By the time he directed His Girl Friday, Hawks had already established himself as a formidable, versatile, and intelligent director, who could weave stories that were entertaining and also packed with illuminating social commentary. Having successfully directed both silent films and "talkies," Hawks cut his teeth with gangster films, war films, and film noir like The Dawn Patrol and Scarface. Before making His Girl Friday, he had made 2 iconic screwball comedies, Twentieth Century starring John Barrymore and Carole Lombard, and Bringing Up Baby starring Cary Grant and Katharine Hepburn.

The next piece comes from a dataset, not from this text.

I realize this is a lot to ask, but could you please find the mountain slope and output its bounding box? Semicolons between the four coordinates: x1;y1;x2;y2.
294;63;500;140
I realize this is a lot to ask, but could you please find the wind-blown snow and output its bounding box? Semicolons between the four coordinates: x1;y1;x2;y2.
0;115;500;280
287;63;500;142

His Girl Friday was adapted almost word-for-word from The Front Page, with some notable reworking and ad-libbing by the stars Rosalind Russell and Cary Grant as well as the notable gender change of Hildy Johnson. The casting process for Hildy was arduous, with many of Hawks' first choices declining the offer. While Rosalind Russell was hardly Hawks' first choice, she proved to be perfect for the role and defined a new kind of woman in film. Russell's Hildy is a prime example of what is known by film critics as a "Hawksian woman," epitomized otherwise by the husky-voiced Lauren Bacall; Hildy is tough, smart, unsentimental, and gives the male lead a run for his money.

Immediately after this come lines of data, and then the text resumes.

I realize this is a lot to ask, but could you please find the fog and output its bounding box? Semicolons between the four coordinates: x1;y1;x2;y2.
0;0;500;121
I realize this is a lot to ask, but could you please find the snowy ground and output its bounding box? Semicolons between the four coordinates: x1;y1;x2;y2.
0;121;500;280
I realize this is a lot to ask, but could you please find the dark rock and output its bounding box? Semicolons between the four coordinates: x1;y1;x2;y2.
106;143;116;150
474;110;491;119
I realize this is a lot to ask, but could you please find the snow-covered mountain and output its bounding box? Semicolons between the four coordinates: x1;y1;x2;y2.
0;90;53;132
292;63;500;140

Hoping to replicate the fast-paced and chaotic patterns of realistic speech, Hawks sought to find innovative ways of engineering the sound in the film to make dialogue overlap. In an interview with director Peter Bogdanovich, Hawks said, "I had noticed that when people talk, they talk over one another, especially people who talk fast or who are arguing or describing something. So we wrote the dialogue in a way that made the beginnings and ends of sentences unnecessary; they were there for overlapping." He had sound men follow his actors around with portable microphones, and the sound was mixed to reflect the cacophonous quality of urgent everyday speech. As noted in an article on the website for the Criterion Collection, "Their motormouth velocity is rendered all the more delirious by the use of overlapping speech, which allows the film to cover an unusually hefty, 191-page script in a fleet ninety-two-minute running time."